Ze hadden het dorp niet meer bezocht omdat ze die al kenden, maar ze vonden de kust die uit lagen leisteen bestond heel prachtig. Sommige steenformaties waren heel prachtig gevormd.

Na een korte pauze gingen we weer verder via Biarritz naar het noordoosten. De weg ging langs een rivier die zijn oorsprong in de Pyreneeën had. Maar na een honderd km gingen we naar het noorden tot aan Roquefort want daar was weer een camperstaplaats volgens het boekje.

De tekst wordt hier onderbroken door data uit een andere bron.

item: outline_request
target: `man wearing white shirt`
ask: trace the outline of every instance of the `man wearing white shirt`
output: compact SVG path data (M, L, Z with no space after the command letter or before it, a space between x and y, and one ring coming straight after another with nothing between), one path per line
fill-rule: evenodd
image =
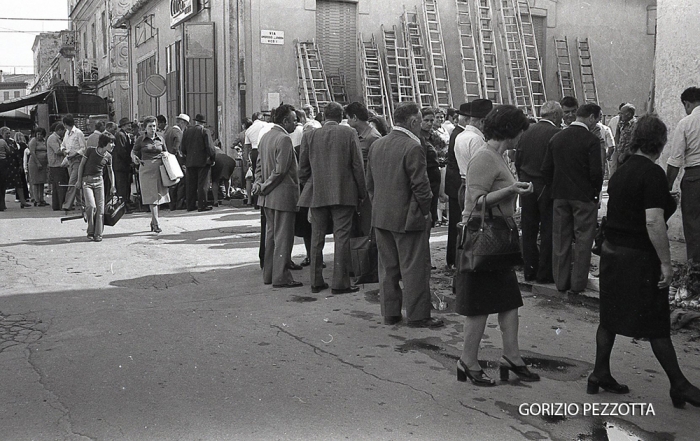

Een half uur voor Roquefort waren wij uit het bewolkte gebied. Alles was weer even zonnig als in het begin van de vakantie.
Het zuid Franse dorpje Roquefort was dan ook stralend in de hete zon. Wonder boven wonder waren ze bij de VVV annex het stadskantoor niet in een siesta gedompeld maar was een juffrouw aanwezig die Ton een kaart van het dorp en aanwijzingen gaf waar hij de staplaats kon vinden.

De stapaats was naast een plantsoen gelegen aan het begin van een brede weg waar aan het einde ervan de arena gelegen was. Het heette dan ook Allee d'Arena. Na het uitladen van zijn MTB ging Ton de omgeving verkennen. De Arena was een zuid Franse arena waarv de stieren het tegen de mensen mochten opnemen. En als ze het verloren hadden werden ze tot biefstuk of gehaktballen verwerkt. Het was dus een sport die hem niet kon bekoren.
Aan de andere kant van het dorp was de gemeente camping gelegen waar hij geen gasten kon ontdekken.Ook op de staplaats waar ik stond stond ik later alleen als camper. In het begin stonden er ook nog een paar andere auto's.

Na de maaltijd gingen de drie T's een wandelingetje maken door het dorp. Het was een uitgestorven dorp. Slechts één café was open.
Omdat iedereen moe was gingen ze vroeg naar bed.